This year has been absolutely brutal weather-wise. So much water has fallen from the sky that it seems as though I can count on one hand how many times I’ve left home for a ride and not gotten wet at least once. The recent few days of sun have been a welcome change, but there are still a lot of rainy days ahead before the reliably dry late-summer-fall season.
Staying comfortable on the bike when it’s raining is a constant battle. It’s one thing to manage the weather when I’m taking short trips while biking around town for errands and work; but it’s a different thing entirely when I roll out for a much longer ride on one of my fast bikes to do some exploring or training (or both, as is often the case). Back in January we shared some great tips on what to wear (and how to wear it) to survive our dark, cold and wet winters. Now that we’re in the “shoulder season,” you still need to fight the rain, but if you wear too many layers you’ll roast and get wet from the inside out. Yuck.
Luckily we have Castelli. The brand has been around since the 1940s and has a deep connection to bike racing in Italy. And you might not know it, but they’ve got a strong connection to Portland too.
In 2005, fresh off bankrupcy and a major restructuring, the U.S. arm of the company established its headquarters in Portland (the North Tabor neighborhood near I-84 to be precise) under the guidance of former Nike executive Greg Cowan. Cowan resurrected Castelli and has returned the brand to prominence.
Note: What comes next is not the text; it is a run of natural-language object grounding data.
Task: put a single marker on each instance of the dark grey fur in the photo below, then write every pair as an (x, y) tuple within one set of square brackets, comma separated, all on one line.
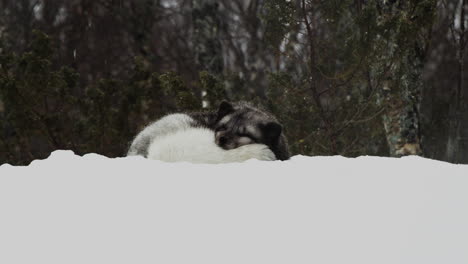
[(241, 123), (235, 124)]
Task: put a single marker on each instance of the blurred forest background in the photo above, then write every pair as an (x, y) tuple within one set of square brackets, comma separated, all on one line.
[(346, 77)]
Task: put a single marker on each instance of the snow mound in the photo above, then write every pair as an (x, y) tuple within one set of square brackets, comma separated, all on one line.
[(92, 209)]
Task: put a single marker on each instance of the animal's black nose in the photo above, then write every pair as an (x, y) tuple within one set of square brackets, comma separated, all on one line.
[(222, 140)]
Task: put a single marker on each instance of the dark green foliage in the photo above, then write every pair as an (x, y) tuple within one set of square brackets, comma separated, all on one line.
[(45, 109), (278, 18)]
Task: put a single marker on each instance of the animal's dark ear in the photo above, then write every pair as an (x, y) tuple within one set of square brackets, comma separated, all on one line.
[(272, 131), (224, 109)]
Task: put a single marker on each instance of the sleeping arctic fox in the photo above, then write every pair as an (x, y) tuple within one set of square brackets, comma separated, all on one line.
[(197, 145), (235, 132), (179, 137)]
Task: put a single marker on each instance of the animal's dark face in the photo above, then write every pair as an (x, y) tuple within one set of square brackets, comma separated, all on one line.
[(242, 125)]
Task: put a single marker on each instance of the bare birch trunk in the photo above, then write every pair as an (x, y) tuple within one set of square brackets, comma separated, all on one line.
[(456, 143), (398, 77)]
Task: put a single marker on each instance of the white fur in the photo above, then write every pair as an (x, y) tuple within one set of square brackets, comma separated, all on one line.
[(166, 125), (197, 145)]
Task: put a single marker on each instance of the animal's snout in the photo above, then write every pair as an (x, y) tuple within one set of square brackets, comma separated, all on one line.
[(223, 140)]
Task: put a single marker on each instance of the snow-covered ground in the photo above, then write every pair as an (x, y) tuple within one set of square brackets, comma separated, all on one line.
[(91, 209)]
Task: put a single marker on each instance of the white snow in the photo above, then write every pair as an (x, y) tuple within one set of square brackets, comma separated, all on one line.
[(70, 209)]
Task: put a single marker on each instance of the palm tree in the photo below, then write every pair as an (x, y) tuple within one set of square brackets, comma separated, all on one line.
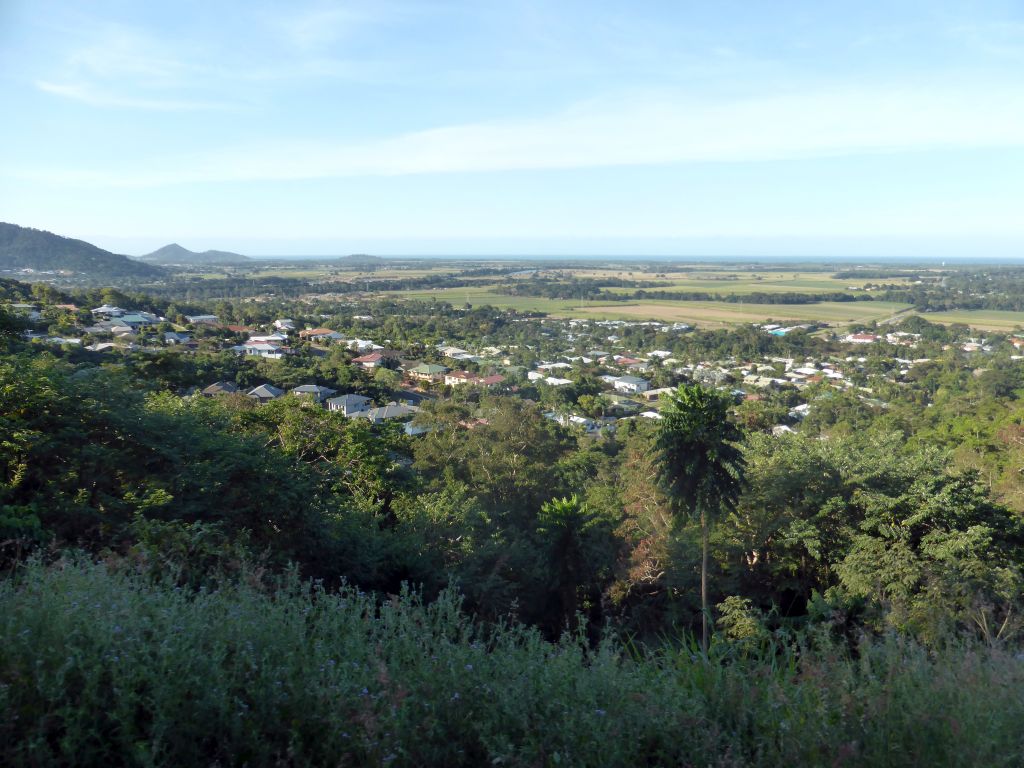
[(701, 467), (564, 525)]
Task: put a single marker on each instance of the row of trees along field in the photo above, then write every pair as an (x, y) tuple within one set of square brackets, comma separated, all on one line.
[(681, 556)]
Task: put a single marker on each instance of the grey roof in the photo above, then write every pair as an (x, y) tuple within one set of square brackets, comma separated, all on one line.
[(314, 389), (348, 399), (390, 411), (221, 387), (265, 391)]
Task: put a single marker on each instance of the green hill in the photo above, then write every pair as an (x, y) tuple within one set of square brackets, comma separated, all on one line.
[(23, 248), (175, 254)]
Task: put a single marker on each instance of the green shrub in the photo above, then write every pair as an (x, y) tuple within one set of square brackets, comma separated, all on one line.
[(99, 666)]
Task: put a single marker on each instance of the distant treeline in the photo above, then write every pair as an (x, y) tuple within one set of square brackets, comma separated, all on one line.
[(593, 290)]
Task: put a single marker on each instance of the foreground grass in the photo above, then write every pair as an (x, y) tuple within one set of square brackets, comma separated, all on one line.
[(100, 668)]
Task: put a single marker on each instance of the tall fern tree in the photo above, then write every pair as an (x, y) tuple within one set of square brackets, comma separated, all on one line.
[(701, 465)]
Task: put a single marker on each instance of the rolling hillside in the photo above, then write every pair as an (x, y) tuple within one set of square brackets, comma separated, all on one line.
[(23, 249)]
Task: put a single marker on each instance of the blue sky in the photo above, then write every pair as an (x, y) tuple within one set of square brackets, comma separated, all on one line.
[(668, 128)]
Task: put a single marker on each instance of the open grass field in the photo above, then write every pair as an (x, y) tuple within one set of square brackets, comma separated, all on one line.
[(720, 313), (985, 320), (726, 282), (706, 313)]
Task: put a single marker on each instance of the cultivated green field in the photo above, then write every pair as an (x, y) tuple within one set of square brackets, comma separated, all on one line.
[(707, 313), (987, 320)]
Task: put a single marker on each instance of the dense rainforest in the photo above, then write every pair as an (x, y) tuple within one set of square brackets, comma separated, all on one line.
[(209, 580)]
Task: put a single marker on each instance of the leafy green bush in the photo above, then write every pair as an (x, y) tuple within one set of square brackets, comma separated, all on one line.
[(100, 666)]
Today Castelli employs 35 people (and oversees 20 sales reps around the country) from its warehouse and offices in northeast Portland. From design to development, distribution to marketing, Castelli does everything — except make their clothing — right here in Portland.
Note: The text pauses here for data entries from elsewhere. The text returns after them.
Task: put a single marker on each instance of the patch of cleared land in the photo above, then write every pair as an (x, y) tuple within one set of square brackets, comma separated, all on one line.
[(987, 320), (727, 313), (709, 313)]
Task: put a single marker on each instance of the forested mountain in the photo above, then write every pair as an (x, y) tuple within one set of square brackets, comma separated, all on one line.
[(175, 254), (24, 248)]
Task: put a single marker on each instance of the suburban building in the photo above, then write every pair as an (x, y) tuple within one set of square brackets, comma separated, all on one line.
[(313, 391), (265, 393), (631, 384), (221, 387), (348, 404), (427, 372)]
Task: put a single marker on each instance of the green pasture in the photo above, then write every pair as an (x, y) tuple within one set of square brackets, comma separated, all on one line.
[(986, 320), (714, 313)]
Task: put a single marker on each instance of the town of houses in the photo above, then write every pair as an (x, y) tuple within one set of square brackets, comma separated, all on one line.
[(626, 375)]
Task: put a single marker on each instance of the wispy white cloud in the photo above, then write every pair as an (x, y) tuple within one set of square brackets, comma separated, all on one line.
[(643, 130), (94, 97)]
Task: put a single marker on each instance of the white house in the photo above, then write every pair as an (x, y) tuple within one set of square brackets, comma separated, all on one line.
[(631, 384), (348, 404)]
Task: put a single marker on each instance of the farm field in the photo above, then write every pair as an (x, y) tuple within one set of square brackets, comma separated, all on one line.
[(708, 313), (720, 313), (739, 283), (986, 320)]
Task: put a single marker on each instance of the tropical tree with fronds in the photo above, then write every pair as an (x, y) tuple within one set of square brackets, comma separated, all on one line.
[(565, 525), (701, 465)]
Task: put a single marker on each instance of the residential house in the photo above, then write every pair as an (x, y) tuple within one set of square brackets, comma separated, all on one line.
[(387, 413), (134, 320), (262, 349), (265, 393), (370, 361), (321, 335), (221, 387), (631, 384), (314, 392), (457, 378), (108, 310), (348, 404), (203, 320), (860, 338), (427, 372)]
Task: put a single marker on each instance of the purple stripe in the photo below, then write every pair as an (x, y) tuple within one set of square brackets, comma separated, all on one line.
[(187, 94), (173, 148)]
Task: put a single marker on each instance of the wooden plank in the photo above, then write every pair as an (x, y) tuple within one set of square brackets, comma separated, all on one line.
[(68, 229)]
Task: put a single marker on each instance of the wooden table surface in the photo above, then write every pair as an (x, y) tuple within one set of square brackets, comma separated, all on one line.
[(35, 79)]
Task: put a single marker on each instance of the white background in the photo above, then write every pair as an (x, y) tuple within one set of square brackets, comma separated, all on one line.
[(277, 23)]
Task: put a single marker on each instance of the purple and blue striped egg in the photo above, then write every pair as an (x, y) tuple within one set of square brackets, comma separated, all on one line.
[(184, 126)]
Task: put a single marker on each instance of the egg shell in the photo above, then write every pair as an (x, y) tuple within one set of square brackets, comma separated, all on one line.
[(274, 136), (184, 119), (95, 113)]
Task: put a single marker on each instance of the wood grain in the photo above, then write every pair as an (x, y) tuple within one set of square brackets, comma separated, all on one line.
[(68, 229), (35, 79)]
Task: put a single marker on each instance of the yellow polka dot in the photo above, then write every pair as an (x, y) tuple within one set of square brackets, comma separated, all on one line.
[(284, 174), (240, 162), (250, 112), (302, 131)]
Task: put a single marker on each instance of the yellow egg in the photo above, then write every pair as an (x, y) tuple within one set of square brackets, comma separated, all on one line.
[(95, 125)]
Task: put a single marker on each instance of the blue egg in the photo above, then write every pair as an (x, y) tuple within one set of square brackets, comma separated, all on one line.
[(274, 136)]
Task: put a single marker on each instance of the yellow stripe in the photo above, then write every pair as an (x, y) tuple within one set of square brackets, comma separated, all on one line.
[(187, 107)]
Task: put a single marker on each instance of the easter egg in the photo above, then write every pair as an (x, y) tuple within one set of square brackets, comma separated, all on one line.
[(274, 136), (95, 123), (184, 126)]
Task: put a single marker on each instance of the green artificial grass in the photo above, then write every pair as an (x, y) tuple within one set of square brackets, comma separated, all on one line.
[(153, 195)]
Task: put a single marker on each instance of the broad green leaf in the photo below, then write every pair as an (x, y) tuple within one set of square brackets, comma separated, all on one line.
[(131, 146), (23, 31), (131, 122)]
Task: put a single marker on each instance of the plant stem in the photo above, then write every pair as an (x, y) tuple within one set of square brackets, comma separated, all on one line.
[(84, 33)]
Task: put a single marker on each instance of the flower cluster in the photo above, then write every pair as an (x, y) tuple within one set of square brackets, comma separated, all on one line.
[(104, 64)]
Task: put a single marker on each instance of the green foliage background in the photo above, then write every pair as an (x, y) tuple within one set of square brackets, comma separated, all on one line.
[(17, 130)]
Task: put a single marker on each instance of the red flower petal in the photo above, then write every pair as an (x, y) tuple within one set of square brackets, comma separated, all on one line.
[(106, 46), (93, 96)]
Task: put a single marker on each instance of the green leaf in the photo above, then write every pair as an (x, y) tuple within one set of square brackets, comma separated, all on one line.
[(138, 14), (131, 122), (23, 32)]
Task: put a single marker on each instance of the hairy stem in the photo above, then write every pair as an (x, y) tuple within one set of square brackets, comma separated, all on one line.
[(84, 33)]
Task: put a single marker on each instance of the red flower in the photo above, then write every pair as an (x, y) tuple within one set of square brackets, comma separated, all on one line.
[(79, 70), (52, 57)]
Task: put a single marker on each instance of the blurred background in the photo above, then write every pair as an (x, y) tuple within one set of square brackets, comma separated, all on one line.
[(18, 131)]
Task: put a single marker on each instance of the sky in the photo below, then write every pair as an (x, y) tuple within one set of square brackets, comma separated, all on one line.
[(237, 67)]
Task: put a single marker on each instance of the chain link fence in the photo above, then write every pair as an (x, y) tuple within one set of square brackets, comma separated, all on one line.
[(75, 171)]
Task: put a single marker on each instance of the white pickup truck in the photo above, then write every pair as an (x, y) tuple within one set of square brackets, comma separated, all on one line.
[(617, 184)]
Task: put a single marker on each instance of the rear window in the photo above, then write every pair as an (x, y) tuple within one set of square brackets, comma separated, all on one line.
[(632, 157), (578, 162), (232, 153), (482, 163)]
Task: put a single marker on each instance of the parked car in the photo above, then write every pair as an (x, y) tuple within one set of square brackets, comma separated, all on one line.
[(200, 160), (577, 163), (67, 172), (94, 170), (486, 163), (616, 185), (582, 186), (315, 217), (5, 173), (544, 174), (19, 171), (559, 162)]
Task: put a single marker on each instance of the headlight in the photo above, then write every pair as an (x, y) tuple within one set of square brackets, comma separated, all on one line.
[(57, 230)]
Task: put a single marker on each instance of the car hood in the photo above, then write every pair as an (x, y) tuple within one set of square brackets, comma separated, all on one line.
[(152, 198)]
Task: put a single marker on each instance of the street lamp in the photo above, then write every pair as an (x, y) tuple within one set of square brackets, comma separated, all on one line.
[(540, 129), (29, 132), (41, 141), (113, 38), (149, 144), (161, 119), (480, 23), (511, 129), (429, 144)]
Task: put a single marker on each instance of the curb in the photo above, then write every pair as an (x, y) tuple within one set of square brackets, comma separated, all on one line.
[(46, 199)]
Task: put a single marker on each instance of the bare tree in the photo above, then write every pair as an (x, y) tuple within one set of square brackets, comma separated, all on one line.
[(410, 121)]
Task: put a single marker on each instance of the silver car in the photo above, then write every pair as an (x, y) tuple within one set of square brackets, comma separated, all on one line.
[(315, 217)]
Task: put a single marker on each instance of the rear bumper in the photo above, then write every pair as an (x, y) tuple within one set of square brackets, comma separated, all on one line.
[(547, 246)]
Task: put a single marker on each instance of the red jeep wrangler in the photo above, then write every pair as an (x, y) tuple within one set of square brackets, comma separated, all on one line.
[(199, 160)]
But of course none of that matters unless they make great stuff.
This spring I’m riding more than usual and I’ve spent many miles in the saddle with Castelli’s latest rain gear. Here’s the lowdown on three pieces that you might want to consider adding to your kit.
Perfetto Light Jersey ($159)
Versatility is something I admire in a product. My Giant TCX-SX cyclocross bike for instance, has left me smiling after races, all-day off-road singletrack adventures, and even a paved century. Castelli’s new Perfetto jersey is of the same ilk. I’m not even sure they should call it a jersey because it also functions as a rain jacket and windbreaker vest.
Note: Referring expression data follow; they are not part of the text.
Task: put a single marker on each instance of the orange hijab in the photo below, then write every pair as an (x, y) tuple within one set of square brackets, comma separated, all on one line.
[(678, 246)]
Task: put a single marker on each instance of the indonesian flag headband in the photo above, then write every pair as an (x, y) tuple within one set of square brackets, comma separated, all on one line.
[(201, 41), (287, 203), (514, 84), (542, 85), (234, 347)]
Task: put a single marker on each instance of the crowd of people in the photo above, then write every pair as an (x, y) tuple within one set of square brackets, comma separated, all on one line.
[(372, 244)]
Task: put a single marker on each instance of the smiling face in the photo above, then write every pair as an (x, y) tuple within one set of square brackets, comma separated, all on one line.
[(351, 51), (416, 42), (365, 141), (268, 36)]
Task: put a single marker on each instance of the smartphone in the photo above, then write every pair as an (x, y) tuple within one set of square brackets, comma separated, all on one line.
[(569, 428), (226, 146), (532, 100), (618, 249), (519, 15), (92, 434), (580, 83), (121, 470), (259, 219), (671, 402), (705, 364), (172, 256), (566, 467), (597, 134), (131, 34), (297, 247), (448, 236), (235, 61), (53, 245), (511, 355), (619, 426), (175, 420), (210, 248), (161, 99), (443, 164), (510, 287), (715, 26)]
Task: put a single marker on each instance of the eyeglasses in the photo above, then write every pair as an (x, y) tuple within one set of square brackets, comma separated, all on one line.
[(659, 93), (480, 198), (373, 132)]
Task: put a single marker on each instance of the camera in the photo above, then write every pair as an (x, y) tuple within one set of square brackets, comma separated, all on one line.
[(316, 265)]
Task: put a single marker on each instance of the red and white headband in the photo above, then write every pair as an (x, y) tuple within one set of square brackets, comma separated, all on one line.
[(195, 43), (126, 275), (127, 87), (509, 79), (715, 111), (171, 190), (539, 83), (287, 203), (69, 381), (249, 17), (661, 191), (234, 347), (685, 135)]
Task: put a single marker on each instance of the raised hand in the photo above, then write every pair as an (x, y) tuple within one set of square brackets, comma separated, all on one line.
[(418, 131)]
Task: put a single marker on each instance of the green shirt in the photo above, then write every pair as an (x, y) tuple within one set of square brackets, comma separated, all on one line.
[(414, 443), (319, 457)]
Material is everything. With the Perfetto, Castelli Gore Windstopper fabric on the front and sleeves with their Nano Light fabric on the back to help repel water. Whether those trademarked names mean anything to you or not, the important thing to know is it works. I’ve worn this jersey for a two-hour ride in 55-degree temps (Castelli’s recommended temperature range is 50 to 68 degrees) and a nearly constant light rain. Combined with their Nano Flex Armwarmers (see below) and a wool base layer underneath, I stayed very comfortable and happy. The rain beaded off the fabric, but I didn’t overheat.
If you’re familiar with Castelli’s groundbreaking Gabba line of jerseys, you can think of the Perfetto as a lighter weight version made for slightly warmer temps.
Other features I like are the tall collar (which is lined with a soft mesh to prevent chafing on your neck), long sleeves (tiny jersey sleeves are a pet peeve of mine!), and the extra long tail flap. The extended fabric over my rear end keeps road much out of my chamois and it’s emblazoned with large reflective “Castelli” lettering. Other little features I appreciated are the three generously-sized rear pockets and the strip of sticky silicone grip material along the bottom that keeps the jersey in place.
The Perfetto nails the balance of weather protection, breathability and fit. Speaking of fit, this jersey runs very small. I ordered up a size (XL) and it fits perfect.
Nano Flex Armwarmers ($59) and Legwarmers ($99)
That saying, “The whole is greater than the sum of its parts,” definitely applies to Castelli’s Nano Flex arm and legwarmers. With the armwarmers and Perfetto jersey, I’ve opted to not even carry a rain jacket on a few rides.
Castelli’s rain-beating (and beading) Nano Flex fabric is lined on the inside with a thermal fleece. The official temperature rating is 46 to 72 degrees, but they feel a bit too warm for anything beyond the mid 60s to me.
This year the Nano Flex line fits better thanks to a section of Nano Light fabric on the back of the warmers (I didn’t realize this was supposed to fit on the back of the warmers at first, so the fit is a bit off in the lead photo of this post). I have a pair of the old version and definitely noticed the improvement. I have thin arms so I also appreciate the dual-sided silicone grip at the top.
The finish and function on these warmers are top-notch. They’re more substantial than a typical warmer, but the small amount of extra bulk is well worth it when the sky turns grey and wet.
Disclaimer: An agent for Castelli provided these products to me to use at no charge and with no expectation of editorial coverage.